“RapidMiner is the number 1 open source solution worldwide for process-based data analyses. Broadening the range of functions, which is already wide as it is, by way of so-called extensions has been part of our overall strategy since the beginning“, explains Dr. Ingo Mierswa, CEO of Rapid-I. “
PMML Extension
An important component in the integration of data mining results with other applications is the Predictive Model Markup Language (PMML)1. This serves for the exchange of data mining models between different applications and platforms. This means that models produced with RapidMiner can be directly transferred to a database which also supports the PMML standard and thus be easily led to the application. Apart from the exchangeability of data mining models, the possibility of applying models to large data sets directly in the database is an especially important topic for Rapid-I. Until now, RapidMiner users have been dependent on combinations of special access operators for selected modelling methods like Naive Bayes in order to ensure scalability for large volumes of data.
“With the new PMML Extension for RapidMiner and RapidAnalytics, the possibilities of using RapidMiner models for scoring large data sets have become greater, thus making the deployment of data mining a whole lot easier", says Mierswa.
Web Extension
The new web extension for RapidMiner and RapidAnalytics is available for stronger integration with information from the Internet. This extension is a complete revision of access methods from the text extension of the older versions. The web extension makes it possible to access all information from the web as well as combine it randomly. A step ahead of the crawler, which serves for collecting contents from the Internet for data analyses, the extension supports specific functions for work with webtexts as well as for docking onto other Internet sources such as RSS feeds. This means that enterprises can no longer only access their structured information in databases, but consult any data from the Internet for evaluation and thus increase their knowledge substantially.
Community Extension
With the new community extension, RapidMiner is bringing the basic idea of Web 2.0 into the data mining world. The extension offers a direct connection with the portal myExperiment.org, where users can discuss data mining processes. In addition, it is possible to communicate with data analysts who are working on similar analysis problems. The portal myExperiment.org already has an active community and also has all the characteristics of a social network. Thus the new extension makes uploading processes possible with one click as well as searching for your own processes and even those of other users if they are shared. These processes can then be very easily downloaded and applied to your own data.

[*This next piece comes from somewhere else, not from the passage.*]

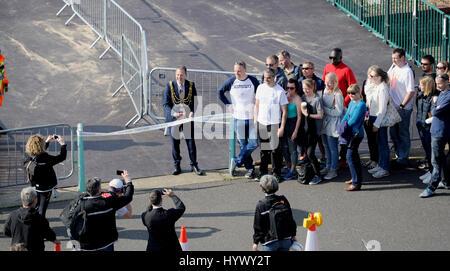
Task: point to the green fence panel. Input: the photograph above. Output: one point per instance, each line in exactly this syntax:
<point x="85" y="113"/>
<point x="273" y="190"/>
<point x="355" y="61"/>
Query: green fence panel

“The community extension for myExperiment.org is a great addition to the new data and process repositories from RapidMiner 5 and is strongly based on the very successful basic idea of Wikipedia“, stresses Dr. Simon Fischer, Head of Research and Development at Rapid-I. “Based on these workflows Rapid-I will also develop further tools in the future for supporting users in the design of new processes.”
1 PMML has been a continuously developed standard based on XML since 1997. It is developed by the Data Mining Group (DMG), an independent group of providers which defines data mining standards. Rapid-I is a member of the data mining group just like IBM, MicroStrategy, SPSS and SAS.